# Cote d'Azur without a Car



## macdebbie (Apr 4, 2010)

We want to trade for Cote d'Azur next year.  I know Club Mougins has gotten decent reviews, but my husband is adamant that he will not drive!  (I don't really balme him).

From what I have read, we would need a car in that location.  Can anyone who has stayed there advise?

Any resorts anyone has stayed at that would not require a car on this coast?  We are fine to what we could bus and train to.  I know we will not be able to see as much, but we only have a week anyway.


----------



## Laurie (Apr 4, 2010)

Have stayed at Le Golfe Bleu in Roquebrune, which wouldn't require a car. We had one, but only used it about half the time - otherwise we walked and used the frequent bus system, the bus stop is almost right out the door. The location was great.

Any resort in Nice or Monaco wouldn't require a car. And any resort in the string of towns right along the coast would probably be fine, since there's really good bus and train service. Going inland is more problematic.

You didn't say what exchange company you're using or hope to use, but check out train and bus route maps, I bet you can find those on google.


----------



## Carolinian (Apr 5, 2010)

Some years ago, I did a trade through DAE for a summer week at Marina Baie des Anges in Villaneuve-Loubet.  It is a Club la Costa resort, that also used to trade through RCI, but does not anymore.  However, there are two resorts that do trade through RCI in the same complex, Club Vacances #1 and Club Vacances #6.
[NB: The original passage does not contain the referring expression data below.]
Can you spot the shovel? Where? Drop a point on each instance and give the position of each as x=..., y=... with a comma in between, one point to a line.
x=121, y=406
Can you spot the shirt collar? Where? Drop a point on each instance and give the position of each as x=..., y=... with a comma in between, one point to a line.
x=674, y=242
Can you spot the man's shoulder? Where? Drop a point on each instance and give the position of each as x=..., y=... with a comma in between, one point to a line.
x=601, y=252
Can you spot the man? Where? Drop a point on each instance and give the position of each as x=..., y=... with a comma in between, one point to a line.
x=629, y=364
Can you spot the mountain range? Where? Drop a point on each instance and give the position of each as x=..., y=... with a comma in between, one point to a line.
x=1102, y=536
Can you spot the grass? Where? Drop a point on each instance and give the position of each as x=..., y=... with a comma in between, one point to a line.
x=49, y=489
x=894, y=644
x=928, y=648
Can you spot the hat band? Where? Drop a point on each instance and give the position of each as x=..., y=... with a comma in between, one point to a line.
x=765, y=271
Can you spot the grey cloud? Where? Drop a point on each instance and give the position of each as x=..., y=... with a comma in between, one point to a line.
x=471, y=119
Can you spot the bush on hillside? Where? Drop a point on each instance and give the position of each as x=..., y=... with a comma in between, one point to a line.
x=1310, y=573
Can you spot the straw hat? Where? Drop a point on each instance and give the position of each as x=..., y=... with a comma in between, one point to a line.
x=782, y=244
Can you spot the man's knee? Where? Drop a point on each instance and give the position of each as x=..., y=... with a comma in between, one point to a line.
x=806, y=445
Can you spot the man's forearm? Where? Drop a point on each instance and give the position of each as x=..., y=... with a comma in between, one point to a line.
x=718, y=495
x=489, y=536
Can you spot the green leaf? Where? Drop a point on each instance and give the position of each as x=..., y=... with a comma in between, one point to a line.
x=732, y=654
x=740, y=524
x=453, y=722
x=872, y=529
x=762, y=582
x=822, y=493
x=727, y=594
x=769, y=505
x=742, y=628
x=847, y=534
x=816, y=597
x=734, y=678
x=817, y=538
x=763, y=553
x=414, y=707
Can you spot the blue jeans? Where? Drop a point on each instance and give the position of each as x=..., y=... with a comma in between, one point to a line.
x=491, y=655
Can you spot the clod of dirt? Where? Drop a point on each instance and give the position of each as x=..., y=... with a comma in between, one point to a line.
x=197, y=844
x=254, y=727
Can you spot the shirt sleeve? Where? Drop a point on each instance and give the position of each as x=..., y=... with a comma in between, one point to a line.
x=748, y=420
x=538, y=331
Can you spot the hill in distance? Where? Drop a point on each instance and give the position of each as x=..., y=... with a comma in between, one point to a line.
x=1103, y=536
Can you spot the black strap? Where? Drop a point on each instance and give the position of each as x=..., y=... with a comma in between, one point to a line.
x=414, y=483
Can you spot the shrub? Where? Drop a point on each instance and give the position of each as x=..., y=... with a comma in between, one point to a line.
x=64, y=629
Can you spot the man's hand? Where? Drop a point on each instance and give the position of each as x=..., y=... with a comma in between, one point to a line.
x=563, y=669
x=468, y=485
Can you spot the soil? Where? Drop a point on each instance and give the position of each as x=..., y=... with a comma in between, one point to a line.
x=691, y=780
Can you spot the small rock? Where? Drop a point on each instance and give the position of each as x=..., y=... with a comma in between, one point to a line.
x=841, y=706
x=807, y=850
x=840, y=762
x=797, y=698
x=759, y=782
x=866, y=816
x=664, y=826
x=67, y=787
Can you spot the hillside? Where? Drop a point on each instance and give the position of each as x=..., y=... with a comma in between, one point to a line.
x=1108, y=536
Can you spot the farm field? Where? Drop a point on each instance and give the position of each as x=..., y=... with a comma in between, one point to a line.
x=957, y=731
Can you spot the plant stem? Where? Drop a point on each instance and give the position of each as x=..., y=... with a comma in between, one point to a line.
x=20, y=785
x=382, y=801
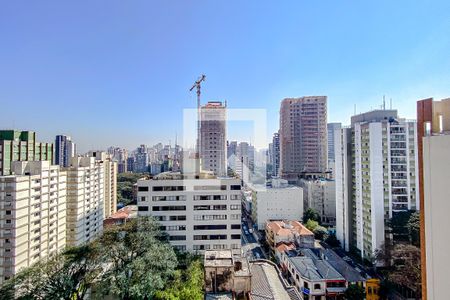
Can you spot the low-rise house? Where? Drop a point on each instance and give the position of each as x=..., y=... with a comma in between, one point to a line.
x=121, y=216
x=226, y=272
x=288, y=232
x=313, y=275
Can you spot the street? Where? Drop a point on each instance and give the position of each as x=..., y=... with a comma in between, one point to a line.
x=250, y=245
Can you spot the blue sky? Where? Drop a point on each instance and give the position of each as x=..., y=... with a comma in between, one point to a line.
x=119, y=72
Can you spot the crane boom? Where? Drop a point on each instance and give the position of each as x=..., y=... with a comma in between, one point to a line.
x=198, y=86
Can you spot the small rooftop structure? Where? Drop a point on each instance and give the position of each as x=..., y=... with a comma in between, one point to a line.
x=121, y=216
x=226, y=272
x=288, y=228
x=267, y=283
x=313, y=267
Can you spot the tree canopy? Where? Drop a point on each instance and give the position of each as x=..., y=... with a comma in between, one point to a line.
x=355, y=292
x=311, y=214
x=130, y=261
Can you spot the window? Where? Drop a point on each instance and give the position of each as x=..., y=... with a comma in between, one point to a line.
x=169, y=208
x=177, y=237
x=177, y=218
x=143, y=208
x=210, y=237
x=209, y=227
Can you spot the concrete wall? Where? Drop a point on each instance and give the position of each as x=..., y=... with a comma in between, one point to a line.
x=436, y=165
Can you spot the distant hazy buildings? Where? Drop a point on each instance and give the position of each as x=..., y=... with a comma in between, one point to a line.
x=33, y=215
x=343, y=178
x=110, y=181
x=121, y=156
x=279, y=201
x=213, y=138
x=65, y=149
x=21, y=146
x=383, y=164
x=331, y=127
x=275, y=154
x=198, y=214
x=141, y=160
x=433, y=119
x=303, y=137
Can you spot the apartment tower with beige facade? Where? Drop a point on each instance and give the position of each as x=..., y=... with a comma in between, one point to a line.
x=303, y=137
x=32, y=215
x=85, y=199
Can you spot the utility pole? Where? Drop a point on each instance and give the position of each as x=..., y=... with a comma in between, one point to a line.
x=198, y=86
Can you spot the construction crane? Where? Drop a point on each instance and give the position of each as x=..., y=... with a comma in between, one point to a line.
x=197, y=85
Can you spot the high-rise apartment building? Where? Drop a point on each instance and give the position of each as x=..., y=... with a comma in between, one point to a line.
x=200, y=212
x=320, y=195
x=343, y=179
x=331, y=127
x=278, y=201
x=121, y=156
x=21, y=146
x=213, y=138
x=32, y=214
x=110, y=181
x=433, y=128
x=85, y=199
x=276, y=154
x=303, y=137
x=65, y=149
x=141, y=160
x=383, y=160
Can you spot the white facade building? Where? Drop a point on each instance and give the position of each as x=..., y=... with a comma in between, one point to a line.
x=110, y=184
x=384, y=172
x=213, y=138
x=320, y=195
x=279, y=201
x=343, y=180
x=85, y=199
x=198, y=214
x=32, y=215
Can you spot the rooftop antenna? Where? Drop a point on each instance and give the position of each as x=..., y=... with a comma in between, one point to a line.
x=198, y=85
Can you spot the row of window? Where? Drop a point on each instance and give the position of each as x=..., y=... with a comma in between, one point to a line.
x=205, y=237
x=233, y=187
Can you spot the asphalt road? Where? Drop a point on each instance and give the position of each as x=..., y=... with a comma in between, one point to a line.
x=250, y=245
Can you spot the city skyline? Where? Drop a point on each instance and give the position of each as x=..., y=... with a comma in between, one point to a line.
x=143, y=55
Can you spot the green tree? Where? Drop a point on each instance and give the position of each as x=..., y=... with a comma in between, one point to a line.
x=311, y=214
x=355, y=292
x=413, y=227
x=140, y=260
x=403, y=265
x=311, y=225
x=186, y=284
x=67, y=275
x=320, y=232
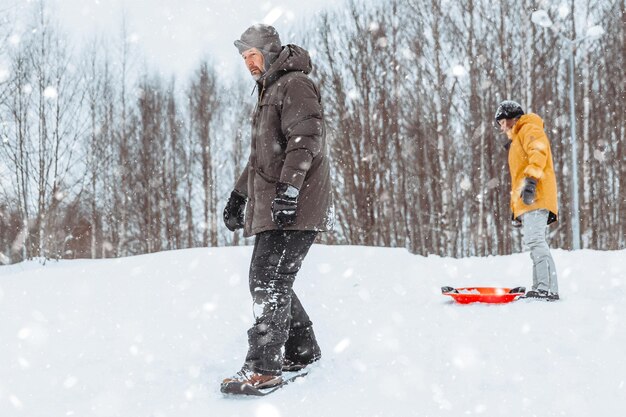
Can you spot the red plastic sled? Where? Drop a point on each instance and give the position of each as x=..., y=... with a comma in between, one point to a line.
x=492, y=295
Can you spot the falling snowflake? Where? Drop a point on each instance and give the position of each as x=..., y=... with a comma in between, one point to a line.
x=50, y=92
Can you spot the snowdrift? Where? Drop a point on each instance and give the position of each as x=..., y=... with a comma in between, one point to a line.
x=154, y=335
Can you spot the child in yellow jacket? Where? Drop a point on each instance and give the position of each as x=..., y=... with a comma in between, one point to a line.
x=533, y=191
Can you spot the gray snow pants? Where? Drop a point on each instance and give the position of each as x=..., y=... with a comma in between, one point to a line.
x=534, y=239
x=280, y=319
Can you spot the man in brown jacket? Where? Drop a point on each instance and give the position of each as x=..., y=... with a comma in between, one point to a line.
x=533, y=191
x=286, y=188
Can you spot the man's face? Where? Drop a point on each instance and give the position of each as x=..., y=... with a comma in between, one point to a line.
x=254, y=62
x=506, y=125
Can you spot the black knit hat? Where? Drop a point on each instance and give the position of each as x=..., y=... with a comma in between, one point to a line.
x=262, y=37
x=508, y=109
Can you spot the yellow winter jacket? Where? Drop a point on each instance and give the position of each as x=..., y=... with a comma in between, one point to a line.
x=530, y=156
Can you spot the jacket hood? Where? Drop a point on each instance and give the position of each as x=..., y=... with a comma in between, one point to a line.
x=530, y=118
x=291, y=58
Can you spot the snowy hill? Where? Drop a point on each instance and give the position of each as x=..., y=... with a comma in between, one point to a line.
x=153, y=335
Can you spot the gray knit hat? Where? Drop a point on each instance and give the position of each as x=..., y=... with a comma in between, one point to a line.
x=262, y=37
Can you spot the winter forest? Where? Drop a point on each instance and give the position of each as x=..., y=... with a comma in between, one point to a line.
x=103, y=157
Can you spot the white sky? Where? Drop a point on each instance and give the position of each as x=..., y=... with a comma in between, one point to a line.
x=174, y=35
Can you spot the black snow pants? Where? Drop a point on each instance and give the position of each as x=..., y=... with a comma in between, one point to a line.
x=280, y=320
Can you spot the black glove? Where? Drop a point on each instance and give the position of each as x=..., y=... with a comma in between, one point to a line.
x=529, y=191
x=234, y=211
x=285, y=204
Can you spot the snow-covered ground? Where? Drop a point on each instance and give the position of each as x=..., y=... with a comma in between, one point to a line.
x=153, y=335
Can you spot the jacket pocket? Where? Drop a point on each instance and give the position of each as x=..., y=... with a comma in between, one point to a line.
x=268, y=178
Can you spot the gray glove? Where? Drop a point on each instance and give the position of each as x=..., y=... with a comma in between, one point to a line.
x=529, y=191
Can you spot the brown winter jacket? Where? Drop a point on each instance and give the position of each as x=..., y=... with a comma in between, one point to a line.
x=530, y=156
x=288, y=145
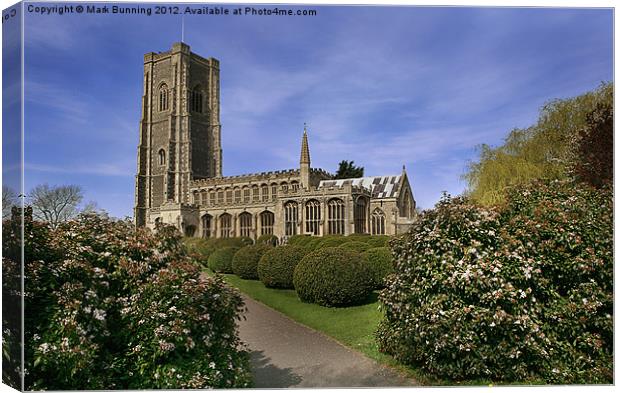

This was a great location for getting around without a car, as there was a halt for the local coastal train less than half a block from the resort.  The local trains were frequent and cheap and a much better way to get around than the bus. The only major destination on the Cote d'Azur that was not reachable by train was St. Tropez, but you could get near enough to it by train, to then take a ferry or a bus the rest of the way.


----------



## macdebbie (Apr 5, 2010)

We have reosrts which are both II and RCI so I can use either for the trade, though it appears that RCI has better picks in Europe?


----------



## Carolinian (Apr 6, 2010)

macdebbie said:


> We have reosrts which are both II and RCI so I can use either for the trade, though it appears that RCI has better picks in Europe?



DAE will probably take your resorts as a deposit.  They have free membership and a request first system.  It would pay to put in a request with them.  Occaisionally I have seen the Cote d'Azur availible online with them, but the best bet is getting them to go through their trading partner Club la Costa to get a week a Marina Baie des Anges, which is what I did.  While Donita Cilch was with them, she had a great relationship with Club la Costa and got me one of their summer UK canalboats as well as the Riviera.  Of their current staff, I am not sure who to refer you to.  Since I moved to Europe, I now use the UK office rather than the US one.


----------